Von Judith Jandrinitsch. Erstellt am 23. September 2020 (03:45)

Ob ihre Gemeinden die nächsten Gemeinderatssitzungen tatsächlich in einer Halle mit entsprechendem Platzbedarf abhalten oder lieber zum Mittel der Umlaufbeschlüsse zurückgreifen, ist eine Frage, die sich zur Zeit viele Bürgermeister stellen. Der Nachteil der letztgenannten Option: Zuseher bleiben außen vor, Dringlichkeitsanträge können bei Umlaufbeschlüssen nicht eingebracht werden, eine öffentliche Diskussion, die jeder miterleben kann, bleibt aus.
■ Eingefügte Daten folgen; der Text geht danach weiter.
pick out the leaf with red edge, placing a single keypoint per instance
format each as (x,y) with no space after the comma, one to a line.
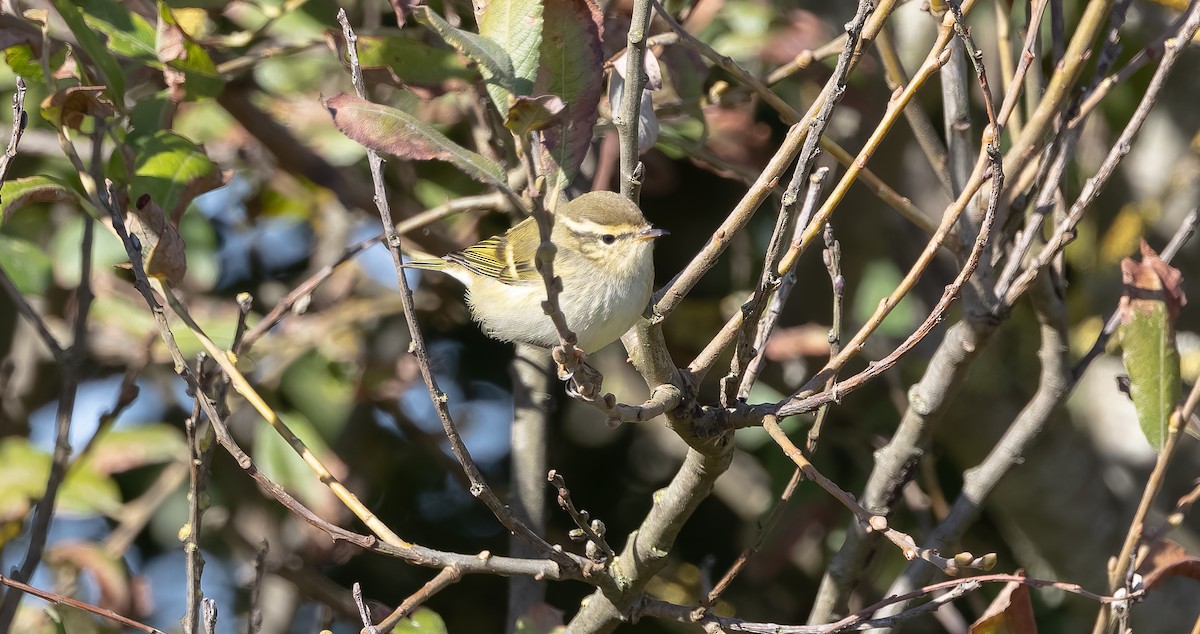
(1150,306)
(19,192)
(1011,612)
(1168,558)
(72,106)
(402,135)
(573,69)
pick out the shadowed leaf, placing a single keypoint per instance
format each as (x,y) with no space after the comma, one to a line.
(402,135)
(1150,305)
(27,264)
(409,60)
(1011,612)
(573,69)
(516,27)
(123,449)
(19,192)
(529,114)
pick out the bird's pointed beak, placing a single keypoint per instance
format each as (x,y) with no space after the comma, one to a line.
(651,233)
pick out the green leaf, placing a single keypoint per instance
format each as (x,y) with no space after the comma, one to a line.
(571,69)
(25,63)
(150,114)
(173,171)
(23,473)
(27,264)
(493,61)
(402,135)
(129,34)
(180,53)
(1150,306)
(424,621)
(529,114)
(89,491)
(19,192)
(96,51)
(123,449)
(412,61)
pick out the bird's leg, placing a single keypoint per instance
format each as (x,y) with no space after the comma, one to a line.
(582,381)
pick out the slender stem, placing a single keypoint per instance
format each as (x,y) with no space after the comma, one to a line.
(479,486)
(631,100)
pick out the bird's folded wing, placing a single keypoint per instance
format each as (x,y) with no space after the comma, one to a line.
(508,258)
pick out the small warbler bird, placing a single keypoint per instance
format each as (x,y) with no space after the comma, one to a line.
(604,258)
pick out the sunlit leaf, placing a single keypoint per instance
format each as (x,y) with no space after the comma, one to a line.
(402,135)
(99,53)
(19,192)
(516,25)
(27,264)
(1150,305)
(493,61)
(1011,612)
(571,67)
(412,61)
(173,171)
(280,462)
(23,474)
(123,449)
(1168,558)
(189,66)
(163,252)
(127,34)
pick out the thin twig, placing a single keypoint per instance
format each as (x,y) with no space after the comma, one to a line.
(253,610)
(448,576)
(628,120)
(364,612)
(19,121)
(73,358)
(18,587)
(1065,231)
(1110,326)
(589,528)
(774,309)
(832,257)
(876,522)
(479,486)
(834,88)
(489,201)
(1121,564)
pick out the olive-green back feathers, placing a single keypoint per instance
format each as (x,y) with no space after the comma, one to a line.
(510,257)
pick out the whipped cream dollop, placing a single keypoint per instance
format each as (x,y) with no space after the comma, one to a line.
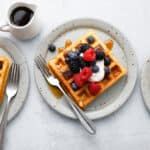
(98,76)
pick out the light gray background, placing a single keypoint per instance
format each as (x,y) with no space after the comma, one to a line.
(38,127)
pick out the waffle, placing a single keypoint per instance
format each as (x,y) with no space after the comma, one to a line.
(4,69)
(82,96)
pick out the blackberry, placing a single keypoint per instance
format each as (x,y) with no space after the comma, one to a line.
(107,71)
(52,47)
(100,55)
(82,63)
(67,74)
(88,64)
(74,86)
(83,47)
(93,63)
(74,66)
(95,68)
(67,60)
(107,61)
(90,39)
(72,54)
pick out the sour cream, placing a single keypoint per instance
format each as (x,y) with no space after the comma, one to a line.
(98,76)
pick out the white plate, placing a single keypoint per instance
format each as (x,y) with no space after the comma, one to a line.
(145,83)
(9,49)
(113,98)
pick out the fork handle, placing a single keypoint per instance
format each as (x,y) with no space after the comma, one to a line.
(84,120)
(3,124)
Die Opposition hat den Rückgriff auf Umlaufbeschlüsse schon vielerorts kritisiert, doch die Verantwortung bleibt dem Bürgermeister. Die Ortschefs gehen die Gratwanderung, die Bevölkerung außen vor zu lassen oder eine öffentliche Sitzung einzuberufen, bei der ein gesundheitliches Restrisiko nicht auszuschließen ist. Für Gemeinderäte gilt: Corona sollte vorsichtig, aber nicht mundtot machen. Wenigstens Diskussionen über digitale Plattformen sollten im 21. Jahrhundert überall möglich sein.